Haswell claimed that those large companies have already drawn up their mergers and acquisitions strategy, and have sufficiently large businesses and operating models to weather the storm. “By following through with their plans, they can increase their stock price anyway,” he said.
E-commerce giant Alibaba, for example, continued to strengthen its international e-commerce capabilities, unfazed by all the volatility in China’s stock markets. The company last Wednesday said it will buy an additional 5 per cent stake in Singapore Post for US$138.6 million, as well as invest US$67.85 million in the national mail carrier’s logistics arm Quantium Solutions International.
Its announcement was made on the same day the Shanghai Composite Index closed at 3,507.19, the lowest it had reached in nearly four months.
Haswell said the situation is all-too different for China’s small-cap technology companies, which are expected to put their mergers and acquisitions efforts on hold. “These smaller firms will just have to wait and see what happens next in China’s stock markets,” he said.
The shares of Hong Kong-listed Lenovo and Tencent, as well as those of Nasdaq-traded Baidu and New York-listed Alibaba have all resisted any sharp falls amid the turmoil in China's bourses. Their share prices, however, are still down from recent highs.
Shares of Baidu, the leading online search provider in China, finished trading on July 10 at US$187.75, down 11.4 per cent from a high of US$211.98 on June 23. Alibaba's shares closed at US$80.30 on July 10, 14.5 per cent below its recent peak of US$93.88 on May 21.
Tencent, China's largest online games operator and social messaging services provider, saw its share price rise 1.07 per cent on Monday to HK$150.50. It marked an 8 per cent decrease from the stock’s high of HK$163.70 on June 24.

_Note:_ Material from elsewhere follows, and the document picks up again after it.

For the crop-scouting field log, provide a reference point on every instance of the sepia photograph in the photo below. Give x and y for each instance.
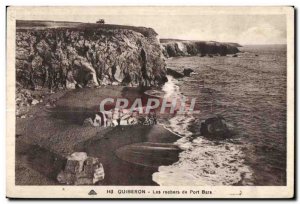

Lenovo, the world’s largest supplier of personal computers, finished up 1.02 per cent to HK$9.86 on Monday. That was down 27.4 per cent from its recent peak of HK$13.58 on May 11.
Haswell said China’s larger, cash-rich private-sector technology companies are expected to drive outbound acquisitions in the second half of this year for relevant intellectual property, especially those from European technology firms.
“The acquisition and incorporation of European tech is viewed as making Chinese technology brands more competitive and more attractive in the world stage,” he said.
The most recent example of such an outbound acquisition was Huawei Technologies’ US$25 million purchase of British firm Neul last September.
Data from PricewaterhouseCoopers showed that China mergers and acquisitions activity reached record highs last year in terms of number of deals, which reached 6,899, and the value involved, which totalled US$407 billion.
Technology and consumer-related deals accounted for more than half of those transactions, reflecting investment plans that aim to be in tune with the strategic direction of the country’s economy.